1)その対象となる汚れは、次のような酸やアルカリに可溶な汚れです。
(1)高温処理の結果生じる酸化スケール、
(2)金属表面処理の前処理としての除錆、
(3)溶接、はんだ付け、ロウ付け前後の洗浄、
(4)アルミニウム、マグネシウム、ステンレス鋼などの不動態化による皮膜除去、
(5)金属屑、バリとり、
(6)ボイラー、熱交換器などのスラッジ、硬水垢の除去など。
2)使われる酸や塩類
(1)酸類:
酸は酸化物、硫化物などに作用して水に可溶性な塩をつくります。硫酸、塩酸、硝酸、クロム酸などが使われます。

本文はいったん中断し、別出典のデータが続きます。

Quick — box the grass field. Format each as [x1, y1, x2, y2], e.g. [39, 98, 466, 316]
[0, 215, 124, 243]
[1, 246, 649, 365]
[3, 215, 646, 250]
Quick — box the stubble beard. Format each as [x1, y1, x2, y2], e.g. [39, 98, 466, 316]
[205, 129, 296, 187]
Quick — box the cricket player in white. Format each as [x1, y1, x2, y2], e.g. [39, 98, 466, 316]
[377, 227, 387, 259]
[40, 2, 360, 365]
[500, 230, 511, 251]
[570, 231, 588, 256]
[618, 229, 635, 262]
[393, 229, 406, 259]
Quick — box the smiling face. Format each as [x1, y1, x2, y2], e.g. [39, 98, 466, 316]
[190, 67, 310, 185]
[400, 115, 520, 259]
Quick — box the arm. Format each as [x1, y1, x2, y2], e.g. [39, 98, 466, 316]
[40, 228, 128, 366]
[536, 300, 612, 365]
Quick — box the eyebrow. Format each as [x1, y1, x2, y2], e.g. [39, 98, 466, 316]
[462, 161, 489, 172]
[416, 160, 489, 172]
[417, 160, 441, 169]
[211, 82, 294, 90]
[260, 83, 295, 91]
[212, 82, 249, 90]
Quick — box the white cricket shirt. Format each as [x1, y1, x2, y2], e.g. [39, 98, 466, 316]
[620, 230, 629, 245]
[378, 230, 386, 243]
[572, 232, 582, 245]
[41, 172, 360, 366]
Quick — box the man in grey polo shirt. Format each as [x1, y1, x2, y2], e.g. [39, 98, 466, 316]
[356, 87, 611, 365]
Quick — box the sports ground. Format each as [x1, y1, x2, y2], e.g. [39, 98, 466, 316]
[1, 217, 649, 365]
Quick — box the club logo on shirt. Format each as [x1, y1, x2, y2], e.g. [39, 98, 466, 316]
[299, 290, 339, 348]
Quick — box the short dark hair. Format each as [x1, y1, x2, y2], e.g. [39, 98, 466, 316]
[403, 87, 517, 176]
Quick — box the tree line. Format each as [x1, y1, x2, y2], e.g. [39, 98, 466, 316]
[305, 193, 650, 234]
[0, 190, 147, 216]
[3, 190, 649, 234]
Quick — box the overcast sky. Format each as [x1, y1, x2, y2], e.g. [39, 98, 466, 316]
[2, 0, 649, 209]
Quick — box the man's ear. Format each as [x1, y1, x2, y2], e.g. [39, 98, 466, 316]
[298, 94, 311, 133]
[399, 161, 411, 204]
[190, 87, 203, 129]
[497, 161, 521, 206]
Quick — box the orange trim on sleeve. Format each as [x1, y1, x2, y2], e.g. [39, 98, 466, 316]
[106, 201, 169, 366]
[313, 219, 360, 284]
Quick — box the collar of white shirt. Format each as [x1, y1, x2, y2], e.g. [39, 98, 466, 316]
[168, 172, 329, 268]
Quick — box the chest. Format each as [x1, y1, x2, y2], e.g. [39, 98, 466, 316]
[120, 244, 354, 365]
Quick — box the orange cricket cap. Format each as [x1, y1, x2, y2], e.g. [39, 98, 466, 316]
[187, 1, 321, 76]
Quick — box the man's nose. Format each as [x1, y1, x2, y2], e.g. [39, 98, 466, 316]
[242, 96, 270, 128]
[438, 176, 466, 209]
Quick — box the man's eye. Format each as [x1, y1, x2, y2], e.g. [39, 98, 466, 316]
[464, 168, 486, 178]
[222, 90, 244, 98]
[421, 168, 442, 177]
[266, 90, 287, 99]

このとき湿潤、発泡、腐食抑制の目的で界面活性剤を添加して使用されます。
(2)アルカリ:
グルコン酸、クエン酸、チオグリコール酸塩、エチレンジアミンテトラアセテイト(EDTA)などの錯塩化剤を含むアルカリ除錆剤
また、アルミニウム、亜鉛などを溶解するアルカリ溶液(NaOHなど)
3)方法
化学反応によりますから、水溶液の状態で、浸漬、スプレー(【図1】)、タンブリング(バレル式)、電解洗浄(陽極電解、陰極電解)、拭取り、超音波洗浄(浸漬式で超音波振動を併用)などで使用します。化学反応を促進するために洗浄液は加熱して(40~60℃)使用します。
4)特徴
(1)アルカリ洗浄、陽極電解洗浄は水素脆性を起こしません。
(2)サンドブラスト式より、金属の損失が少ない。
(3)多くの表面処理の前処理として普及しています。
(4)酸による過剰な溶解を防ぐため、腐食抑制剤(インヒビター)の添加を必要とします。